У поворотного камня ход остановился. Здесь смолкли даже самые дерзкие, а священники напустили на себя такой многозначительный вид, что Агнес мигом заподозрила, что им более других страшно. Все здесь верили, что злобная нечисть, будто кроме того ей и делать нечего, укрылась неподалеку и ждет времени творить свои пакости. Когда святая вода брызнула на камень, все затаили дыхание. Наверное, ожидали, что она зашипит, изъест его глубокими язвами, а потом и вовсе испарит, и когда ничего этого не произошло, а только побежали по его пестрой шершавой поверхности темные струйки быстро схватывающейся на морозе влаги, Агнес едва не разочаровалась в вере. Под гомон оживившейся детворы процессия двинулась дальше, замыкая кольцо вокруг слободы.
— Мы оставили им и электричество, и атомную физику, и генную инженерию, — простонала Элейне, в изнеможении валясь на ложе, — так нет же, они по-прежнему пользуются варварскими средствами! Эта отвратительная… в своей действенности жидкость обладает всеми свойствами первоклассного репеллента. Теперь мы и на милю не сможем приблизиться к месту. Конец твоим поискам.
Бледная, измученная, едва сдерживающая тошноту Антиль грузно осела в кресло. Ей досталось больше всех, потому что она дольше других сопротивлялась воздействию святой воды.

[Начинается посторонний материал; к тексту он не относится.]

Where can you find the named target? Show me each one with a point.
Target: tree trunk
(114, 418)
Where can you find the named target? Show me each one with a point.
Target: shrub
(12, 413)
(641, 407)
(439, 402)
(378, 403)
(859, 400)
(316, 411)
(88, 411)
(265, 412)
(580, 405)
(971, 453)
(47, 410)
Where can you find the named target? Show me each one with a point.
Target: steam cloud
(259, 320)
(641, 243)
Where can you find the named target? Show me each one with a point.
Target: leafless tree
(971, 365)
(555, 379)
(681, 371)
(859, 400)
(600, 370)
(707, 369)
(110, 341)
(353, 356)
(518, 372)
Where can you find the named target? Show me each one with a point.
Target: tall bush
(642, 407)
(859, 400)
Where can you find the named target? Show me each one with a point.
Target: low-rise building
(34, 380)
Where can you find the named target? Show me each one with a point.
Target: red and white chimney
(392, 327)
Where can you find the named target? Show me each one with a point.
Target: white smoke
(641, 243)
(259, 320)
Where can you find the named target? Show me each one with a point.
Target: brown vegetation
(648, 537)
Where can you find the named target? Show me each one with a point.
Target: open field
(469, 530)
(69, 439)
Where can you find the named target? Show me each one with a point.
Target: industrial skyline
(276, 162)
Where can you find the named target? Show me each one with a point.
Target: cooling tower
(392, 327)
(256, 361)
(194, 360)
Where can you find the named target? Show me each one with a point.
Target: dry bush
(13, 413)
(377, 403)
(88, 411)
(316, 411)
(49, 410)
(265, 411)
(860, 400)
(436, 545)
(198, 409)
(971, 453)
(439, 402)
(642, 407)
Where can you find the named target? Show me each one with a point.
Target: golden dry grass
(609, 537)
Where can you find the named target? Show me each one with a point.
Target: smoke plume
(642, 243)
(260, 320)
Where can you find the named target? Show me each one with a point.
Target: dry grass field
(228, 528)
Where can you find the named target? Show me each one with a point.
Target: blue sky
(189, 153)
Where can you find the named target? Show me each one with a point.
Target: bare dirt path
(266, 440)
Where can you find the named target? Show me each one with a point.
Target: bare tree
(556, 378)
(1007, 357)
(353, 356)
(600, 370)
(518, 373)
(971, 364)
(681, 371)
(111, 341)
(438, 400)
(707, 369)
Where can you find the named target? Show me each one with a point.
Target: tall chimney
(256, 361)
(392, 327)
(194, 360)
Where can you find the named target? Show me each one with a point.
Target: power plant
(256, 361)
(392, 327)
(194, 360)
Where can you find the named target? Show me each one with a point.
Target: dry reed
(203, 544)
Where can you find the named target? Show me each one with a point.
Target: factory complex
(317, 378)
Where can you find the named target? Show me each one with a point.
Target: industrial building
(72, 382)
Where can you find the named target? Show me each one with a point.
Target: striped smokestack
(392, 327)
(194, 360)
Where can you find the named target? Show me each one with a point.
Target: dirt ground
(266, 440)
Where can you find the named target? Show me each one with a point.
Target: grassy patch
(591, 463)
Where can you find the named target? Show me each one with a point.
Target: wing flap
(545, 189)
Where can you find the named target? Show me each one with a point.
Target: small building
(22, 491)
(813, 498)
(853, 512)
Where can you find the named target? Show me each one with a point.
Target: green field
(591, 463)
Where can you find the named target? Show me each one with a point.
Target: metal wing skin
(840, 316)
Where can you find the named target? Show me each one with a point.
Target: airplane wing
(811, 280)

— Туолле обладает физическим телом, — сказала она. — Даже если он подвержен действию этой гадости, то не в той же степени, что и мы. Боюсь, ты права. На некоторое время мы полностью выведены из игры… и нам остается только надеяться на сообразительность и предприимчивость Туолле.
— К счастью, мы не ограничены во времени, — вздохнула ее дочь, с удовольствием расслабляясь среди мягких одеял и закрывая глаза. — Использование этой дряни против нас я рассматриваю как объявление войны. Ну что ж, они ее получат.
Потом намерзшаяся и веселая Агнес сидела в общем зале, рядом с такими же разрумянившимися сестрами, за одним столом с отцом, и как никогда вкушала наслаждение от сочных ароматов, громких звуков, собственного аппетита, от всей своей принадлежности к этому жизнелюбивому, жадному до ощущений миру.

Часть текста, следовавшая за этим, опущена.